Pickett clicked it on and then put it on speaker and held out the phone. “We’re here with James.”

  “Thanks, James, for helping us on this,” Robin said.

  “Just getting started,” James said. “And Patty sends her best wishes.”

  “Back at her,” Robin said. “And as far as the woman who went into that room you guys are going to study, it was Sandy Hunter. No questions.”

  Pickett glanced at Sarge who was looking shocked. On the way out to James’ house, they had both figured Hunter had been kidnapped before getting to the hotel and switched out.

  “One-hundred percent?” Pickett asked.

  “One-hundred percent,” Robin said. “Bye, James. You guys have fun.”

  And with that Robin hung up.

  “Not what you expected, huh?” James asked.

  Pickett just shook her head. “Not at all.”

  She looked back at the giant floor plan projected on the wall and the green room highlighted on the plan.

  What in the world had happened in that room?

  And more importantly, why?

  EIGHT

  November 16th, 2016

  Las Vegas, Nevada

  SARGE WAS STUNNED at the natural beauty of James’ home.

  The lobby had stone and rough wood and yet it felt warm somehow. And the office he had led them to was huge, the size of two large master bedrooms. Built-in bookshelves covered one wall, another wall was nothing but windows looking out over the valley. A large oak desk occupied one side of the room and some drafting boards and large computers filled another part.

  James seemed like a great man, of that there was no doubt. And very willing to help. And Pickett sure seemed fond of him.

  “Can we see the heating and cooling plans?” Sarge asked.

  James smiled. “I’ll lay them over the floor plan.”

  On the large image on the wall a maze of heating and cooling plans ghosted over the solid floor plan.

  “Is that all through the ceiling?” Pickett asked.
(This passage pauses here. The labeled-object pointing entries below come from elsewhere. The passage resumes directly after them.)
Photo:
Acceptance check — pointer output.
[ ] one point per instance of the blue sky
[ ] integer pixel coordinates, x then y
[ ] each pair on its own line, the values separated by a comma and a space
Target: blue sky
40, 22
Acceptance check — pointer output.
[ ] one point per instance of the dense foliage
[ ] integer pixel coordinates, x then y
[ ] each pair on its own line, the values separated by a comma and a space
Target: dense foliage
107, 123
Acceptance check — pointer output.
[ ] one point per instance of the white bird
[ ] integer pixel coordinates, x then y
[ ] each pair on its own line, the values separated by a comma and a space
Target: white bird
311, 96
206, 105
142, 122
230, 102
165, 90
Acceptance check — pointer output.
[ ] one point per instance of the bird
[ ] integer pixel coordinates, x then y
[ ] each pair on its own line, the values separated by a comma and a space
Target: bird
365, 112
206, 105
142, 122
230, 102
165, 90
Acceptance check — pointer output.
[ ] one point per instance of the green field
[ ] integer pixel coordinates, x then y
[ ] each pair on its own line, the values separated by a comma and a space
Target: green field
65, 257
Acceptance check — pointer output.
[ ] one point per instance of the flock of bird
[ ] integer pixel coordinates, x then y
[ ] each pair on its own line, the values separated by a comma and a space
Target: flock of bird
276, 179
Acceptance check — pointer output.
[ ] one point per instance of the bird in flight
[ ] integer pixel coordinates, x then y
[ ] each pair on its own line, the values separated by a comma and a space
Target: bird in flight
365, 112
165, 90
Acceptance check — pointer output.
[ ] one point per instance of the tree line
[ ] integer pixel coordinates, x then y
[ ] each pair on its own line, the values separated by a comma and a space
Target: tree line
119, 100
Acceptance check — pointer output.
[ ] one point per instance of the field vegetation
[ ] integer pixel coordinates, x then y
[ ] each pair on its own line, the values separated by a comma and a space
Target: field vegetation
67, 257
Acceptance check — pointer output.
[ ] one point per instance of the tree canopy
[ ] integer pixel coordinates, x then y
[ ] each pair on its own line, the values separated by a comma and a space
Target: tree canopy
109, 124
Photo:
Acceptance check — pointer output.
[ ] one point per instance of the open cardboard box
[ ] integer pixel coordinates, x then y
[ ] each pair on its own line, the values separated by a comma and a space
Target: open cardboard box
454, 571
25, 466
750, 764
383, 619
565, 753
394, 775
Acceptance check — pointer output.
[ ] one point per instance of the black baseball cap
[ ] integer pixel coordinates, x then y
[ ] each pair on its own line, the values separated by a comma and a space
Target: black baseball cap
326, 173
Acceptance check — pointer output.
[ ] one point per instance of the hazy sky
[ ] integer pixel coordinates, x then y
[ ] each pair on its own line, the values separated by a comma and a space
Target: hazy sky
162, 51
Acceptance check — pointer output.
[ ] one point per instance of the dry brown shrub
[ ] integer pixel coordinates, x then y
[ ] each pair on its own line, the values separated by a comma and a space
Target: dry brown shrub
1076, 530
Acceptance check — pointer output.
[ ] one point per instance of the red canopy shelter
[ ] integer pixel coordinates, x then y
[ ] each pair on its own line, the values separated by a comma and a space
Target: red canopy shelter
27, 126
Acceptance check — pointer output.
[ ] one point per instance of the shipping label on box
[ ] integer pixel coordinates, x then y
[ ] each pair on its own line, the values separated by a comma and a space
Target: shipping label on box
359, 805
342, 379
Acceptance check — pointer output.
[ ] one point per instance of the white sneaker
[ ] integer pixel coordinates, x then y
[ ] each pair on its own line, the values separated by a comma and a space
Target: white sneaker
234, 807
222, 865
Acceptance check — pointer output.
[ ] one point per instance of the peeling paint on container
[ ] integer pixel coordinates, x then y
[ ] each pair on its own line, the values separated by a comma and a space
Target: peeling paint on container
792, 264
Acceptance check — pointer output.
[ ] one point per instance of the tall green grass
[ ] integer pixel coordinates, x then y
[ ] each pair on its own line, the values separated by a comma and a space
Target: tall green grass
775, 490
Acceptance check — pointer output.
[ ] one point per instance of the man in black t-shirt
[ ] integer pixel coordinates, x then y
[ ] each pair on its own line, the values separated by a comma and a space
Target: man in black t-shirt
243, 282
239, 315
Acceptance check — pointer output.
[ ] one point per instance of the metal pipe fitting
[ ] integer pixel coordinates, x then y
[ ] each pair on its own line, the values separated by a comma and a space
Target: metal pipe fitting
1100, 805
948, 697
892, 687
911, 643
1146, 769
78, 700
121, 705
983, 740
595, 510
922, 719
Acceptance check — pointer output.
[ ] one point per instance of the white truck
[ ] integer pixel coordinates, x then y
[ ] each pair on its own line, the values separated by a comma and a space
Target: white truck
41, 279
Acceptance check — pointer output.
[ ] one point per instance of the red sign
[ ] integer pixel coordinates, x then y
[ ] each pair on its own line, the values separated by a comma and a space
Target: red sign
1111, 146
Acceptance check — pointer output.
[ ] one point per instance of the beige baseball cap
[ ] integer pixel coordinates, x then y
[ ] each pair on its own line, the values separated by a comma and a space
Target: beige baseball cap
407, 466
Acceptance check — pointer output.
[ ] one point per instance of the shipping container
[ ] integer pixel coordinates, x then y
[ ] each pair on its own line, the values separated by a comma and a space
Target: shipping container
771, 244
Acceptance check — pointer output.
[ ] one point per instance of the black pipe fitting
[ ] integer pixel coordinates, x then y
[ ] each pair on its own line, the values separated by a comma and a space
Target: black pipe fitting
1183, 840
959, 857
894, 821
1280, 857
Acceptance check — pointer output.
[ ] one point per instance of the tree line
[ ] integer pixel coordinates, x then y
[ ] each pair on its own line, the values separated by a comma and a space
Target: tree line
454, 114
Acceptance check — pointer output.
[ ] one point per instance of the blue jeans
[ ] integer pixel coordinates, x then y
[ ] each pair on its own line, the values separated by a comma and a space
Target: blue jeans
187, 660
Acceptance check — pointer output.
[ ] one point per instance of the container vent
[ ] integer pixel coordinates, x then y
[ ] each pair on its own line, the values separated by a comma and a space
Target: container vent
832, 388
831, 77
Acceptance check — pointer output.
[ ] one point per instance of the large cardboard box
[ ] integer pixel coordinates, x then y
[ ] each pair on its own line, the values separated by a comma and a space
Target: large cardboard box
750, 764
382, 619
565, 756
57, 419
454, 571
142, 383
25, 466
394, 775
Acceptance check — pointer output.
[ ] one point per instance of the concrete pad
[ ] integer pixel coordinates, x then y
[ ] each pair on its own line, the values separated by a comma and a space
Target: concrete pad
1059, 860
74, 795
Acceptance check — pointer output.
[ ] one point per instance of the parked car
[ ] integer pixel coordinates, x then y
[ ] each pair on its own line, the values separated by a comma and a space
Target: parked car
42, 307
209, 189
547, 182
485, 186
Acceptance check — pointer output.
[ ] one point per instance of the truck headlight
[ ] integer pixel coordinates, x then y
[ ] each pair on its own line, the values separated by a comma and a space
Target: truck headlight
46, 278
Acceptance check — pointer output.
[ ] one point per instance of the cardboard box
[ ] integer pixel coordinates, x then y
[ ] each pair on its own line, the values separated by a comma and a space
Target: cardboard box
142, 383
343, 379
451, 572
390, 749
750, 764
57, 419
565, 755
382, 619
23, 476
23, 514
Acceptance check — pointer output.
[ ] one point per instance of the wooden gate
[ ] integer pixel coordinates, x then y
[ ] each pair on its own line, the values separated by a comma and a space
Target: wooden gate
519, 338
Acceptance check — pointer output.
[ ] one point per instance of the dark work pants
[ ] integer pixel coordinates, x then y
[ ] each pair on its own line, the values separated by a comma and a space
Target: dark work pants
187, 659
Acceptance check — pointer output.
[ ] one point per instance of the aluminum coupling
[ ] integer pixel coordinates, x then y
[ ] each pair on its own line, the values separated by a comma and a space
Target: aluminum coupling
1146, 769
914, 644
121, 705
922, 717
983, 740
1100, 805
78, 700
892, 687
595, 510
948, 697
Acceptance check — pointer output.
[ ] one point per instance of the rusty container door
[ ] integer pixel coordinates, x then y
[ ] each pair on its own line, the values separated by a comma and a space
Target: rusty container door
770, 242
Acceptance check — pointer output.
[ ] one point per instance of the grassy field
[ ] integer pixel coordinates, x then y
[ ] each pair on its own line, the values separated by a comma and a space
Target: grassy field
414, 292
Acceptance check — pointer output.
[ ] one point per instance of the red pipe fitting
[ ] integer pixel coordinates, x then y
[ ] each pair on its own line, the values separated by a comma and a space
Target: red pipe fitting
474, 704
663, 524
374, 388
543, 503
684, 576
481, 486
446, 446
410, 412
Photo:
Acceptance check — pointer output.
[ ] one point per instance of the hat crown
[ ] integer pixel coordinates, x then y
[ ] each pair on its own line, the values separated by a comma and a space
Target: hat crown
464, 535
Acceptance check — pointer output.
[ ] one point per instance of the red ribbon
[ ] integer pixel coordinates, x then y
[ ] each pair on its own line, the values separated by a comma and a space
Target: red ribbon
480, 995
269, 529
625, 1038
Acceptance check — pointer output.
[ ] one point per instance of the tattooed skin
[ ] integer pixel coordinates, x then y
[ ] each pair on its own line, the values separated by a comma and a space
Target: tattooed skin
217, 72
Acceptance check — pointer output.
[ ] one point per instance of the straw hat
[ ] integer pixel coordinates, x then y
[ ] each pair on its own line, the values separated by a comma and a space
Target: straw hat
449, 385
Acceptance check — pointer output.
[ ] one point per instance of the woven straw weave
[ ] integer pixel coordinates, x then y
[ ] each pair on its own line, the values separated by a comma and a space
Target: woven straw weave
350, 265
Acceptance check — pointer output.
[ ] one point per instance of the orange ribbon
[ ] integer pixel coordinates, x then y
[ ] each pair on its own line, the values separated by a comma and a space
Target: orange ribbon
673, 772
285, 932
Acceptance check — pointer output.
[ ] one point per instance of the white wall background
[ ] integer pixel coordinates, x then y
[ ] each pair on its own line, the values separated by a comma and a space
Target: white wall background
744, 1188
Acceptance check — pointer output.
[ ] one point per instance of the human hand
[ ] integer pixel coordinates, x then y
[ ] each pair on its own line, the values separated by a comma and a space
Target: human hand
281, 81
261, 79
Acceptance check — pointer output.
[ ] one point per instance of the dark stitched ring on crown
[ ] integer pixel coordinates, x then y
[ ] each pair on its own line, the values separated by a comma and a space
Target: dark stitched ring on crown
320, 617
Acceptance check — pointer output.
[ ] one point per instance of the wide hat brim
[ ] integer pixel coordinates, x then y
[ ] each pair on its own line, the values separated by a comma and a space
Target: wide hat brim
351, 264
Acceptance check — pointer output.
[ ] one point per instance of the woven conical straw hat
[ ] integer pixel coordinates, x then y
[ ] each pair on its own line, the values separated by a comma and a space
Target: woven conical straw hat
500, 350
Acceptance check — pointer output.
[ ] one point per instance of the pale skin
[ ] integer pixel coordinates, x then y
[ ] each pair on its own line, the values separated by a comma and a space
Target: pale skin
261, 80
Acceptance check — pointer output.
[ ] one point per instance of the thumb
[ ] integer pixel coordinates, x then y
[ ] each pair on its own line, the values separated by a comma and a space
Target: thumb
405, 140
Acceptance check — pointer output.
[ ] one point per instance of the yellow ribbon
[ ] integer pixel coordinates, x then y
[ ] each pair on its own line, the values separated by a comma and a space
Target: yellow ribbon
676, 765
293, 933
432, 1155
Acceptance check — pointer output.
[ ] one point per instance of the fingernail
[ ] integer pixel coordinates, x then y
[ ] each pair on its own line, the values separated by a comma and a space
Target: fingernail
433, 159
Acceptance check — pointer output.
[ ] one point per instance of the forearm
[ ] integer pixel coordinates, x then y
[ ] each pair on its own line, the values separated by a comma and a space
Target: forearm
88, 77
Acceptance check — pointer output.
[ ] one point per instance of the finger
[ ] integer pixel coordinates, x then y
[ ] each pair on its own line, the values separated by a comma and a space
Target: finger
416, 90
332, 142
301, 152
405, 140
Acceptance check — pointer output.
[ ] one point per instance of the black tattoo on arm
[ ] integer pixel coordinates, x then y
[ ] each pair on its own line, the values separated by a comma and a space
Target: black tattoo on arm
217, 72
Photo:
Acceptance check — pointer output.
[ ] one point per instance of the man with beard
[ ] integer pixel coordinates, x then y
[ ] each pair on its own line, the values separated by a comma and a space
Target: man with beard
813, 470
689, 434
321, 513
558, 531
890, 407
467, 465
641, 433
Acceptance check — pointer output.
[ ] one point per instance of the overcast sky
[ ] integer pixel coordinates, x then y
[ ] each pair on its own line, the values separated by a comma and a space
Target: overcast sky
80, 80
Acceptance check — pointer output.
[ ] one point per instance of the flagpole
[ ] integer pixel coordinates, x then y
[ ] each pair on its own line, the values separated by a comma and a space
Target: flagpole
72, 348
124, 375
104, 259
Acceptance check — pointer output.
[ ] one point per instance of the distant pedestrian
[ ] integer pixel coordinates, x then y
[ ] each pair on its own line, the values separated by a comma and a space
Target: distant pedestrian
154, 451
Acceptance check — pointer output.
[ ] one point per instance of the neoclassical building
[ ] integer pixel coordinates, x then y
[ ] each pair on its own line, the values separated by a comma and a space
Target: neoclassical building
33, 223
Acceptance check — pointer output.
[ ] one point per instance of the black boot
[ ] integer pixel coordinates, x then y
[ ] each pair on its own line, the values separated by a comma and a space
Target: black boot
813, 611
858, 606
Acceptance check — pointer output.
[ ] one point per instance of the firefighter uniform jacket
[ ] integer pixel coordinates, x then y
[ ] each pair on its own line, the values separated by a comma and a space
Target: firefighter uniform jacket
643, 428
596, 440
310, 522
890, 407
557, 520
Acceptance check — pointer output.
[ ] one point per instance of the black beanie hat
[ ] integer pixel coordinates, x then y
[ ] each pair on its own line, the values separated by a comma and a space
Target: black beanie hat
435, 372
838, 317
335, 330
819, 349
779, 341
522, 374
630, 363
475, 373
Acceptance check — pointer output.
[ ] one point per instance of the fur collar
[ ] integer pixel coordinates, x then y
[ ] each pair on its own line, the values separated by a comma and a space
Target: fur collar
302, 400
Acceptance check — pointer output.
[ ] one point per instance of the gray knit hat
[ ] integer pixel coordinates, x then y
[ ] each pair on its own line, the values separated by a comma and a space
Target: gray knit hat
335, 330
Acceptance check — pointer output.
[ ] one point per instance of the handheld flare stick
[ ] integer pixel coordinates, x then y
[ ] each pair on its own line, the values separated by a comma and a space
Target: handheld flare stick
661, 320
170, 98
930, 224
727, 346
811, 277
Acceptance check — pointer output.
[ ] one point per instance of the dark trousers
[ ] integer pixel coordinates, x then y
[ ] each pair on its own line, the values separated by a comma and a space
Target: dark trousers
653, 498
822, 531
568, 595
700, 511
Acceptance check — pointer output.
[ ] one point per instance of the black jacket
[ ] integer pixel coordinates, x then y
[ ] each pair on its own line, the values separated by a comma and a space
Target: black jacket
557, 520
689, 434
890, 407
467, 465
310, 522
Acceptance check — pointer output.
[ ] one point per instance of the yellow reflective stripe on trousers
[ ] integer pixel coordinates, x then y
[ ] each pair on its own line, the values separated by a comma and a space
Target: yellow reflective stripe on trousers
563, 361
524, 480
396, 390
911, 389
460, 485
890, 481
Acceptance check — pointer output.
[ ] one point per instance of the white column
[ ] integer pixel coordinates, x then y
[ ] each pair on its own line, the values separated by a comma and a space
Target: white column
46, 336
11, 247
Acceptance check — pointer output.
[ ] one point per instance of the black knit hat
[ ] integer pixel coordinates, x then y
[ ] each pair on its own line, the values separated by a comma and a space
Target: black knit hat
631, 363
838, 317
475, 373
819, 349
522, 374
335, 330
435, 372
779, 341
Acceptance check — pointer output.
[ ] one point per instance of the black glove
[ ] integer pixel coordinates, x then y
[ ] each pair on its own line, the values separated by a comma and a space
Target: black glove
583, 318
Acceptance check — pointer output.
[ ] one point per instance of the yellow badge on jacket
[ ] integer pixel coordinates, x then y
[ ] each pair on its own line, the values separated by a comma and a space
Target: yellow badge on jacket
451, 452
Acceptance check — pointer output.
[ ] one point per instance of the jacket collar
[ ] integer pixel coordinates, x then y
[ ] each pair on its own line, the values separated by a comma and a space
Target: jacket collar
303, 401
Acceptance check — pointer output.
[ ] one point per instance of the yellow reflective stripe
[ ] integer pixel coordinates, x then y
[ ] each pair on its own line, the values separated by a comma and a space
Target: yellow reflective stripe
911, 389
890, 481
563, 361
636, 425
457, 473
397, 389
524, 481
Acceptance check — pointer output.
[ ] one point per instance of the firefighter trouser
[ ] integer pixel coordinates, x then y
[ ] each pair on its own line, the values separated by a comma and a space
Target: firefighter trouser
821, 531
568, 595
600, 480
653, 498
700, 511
  “It is,” James said, “and no access into it through anything larger than a small vent in the room.”

  “So heating and cooling is out,” Sarge said, feeling disappointed.

  “Not really,” James said. “This shows all the ducts for delivering the air. Let me clear that off and show you the return-air system. Keeping air moving in a large building is a critical factor. And damned hard to calculate. The newer hotels keep each room or suite as a unit because it’s easier to regulate, but the hotels from this time period used central heating and cooling per floor.”

  The ghost image vanished and then larger ducts appeared, clearly in the walls. It was at that moment that Sarge noticed how thick a few of the walls were.

  “Here is what a standard return air vent looks like in that room at that time,” James said.

  He showed on an area beside the plan a picture of a grated rectangle, clearly just inches from the floor.

  “How many of them would be in the room she vanished from?” Pickett asked a moment before Sarge could.

  “Two,” James said. “Both near the floor. These are the grates children get into and get lost. Hotels do their best to keep them secured tight. Modern return air ducts have moved up near the ceilings, usually over the entrance area and don’t ever go outside the room.”

  Sarge went over to get a better look at the system. The return air duct seemed to dump into a giant square area along with about a quarter of the rooms on the floor. “Does that have duct work in these areas?”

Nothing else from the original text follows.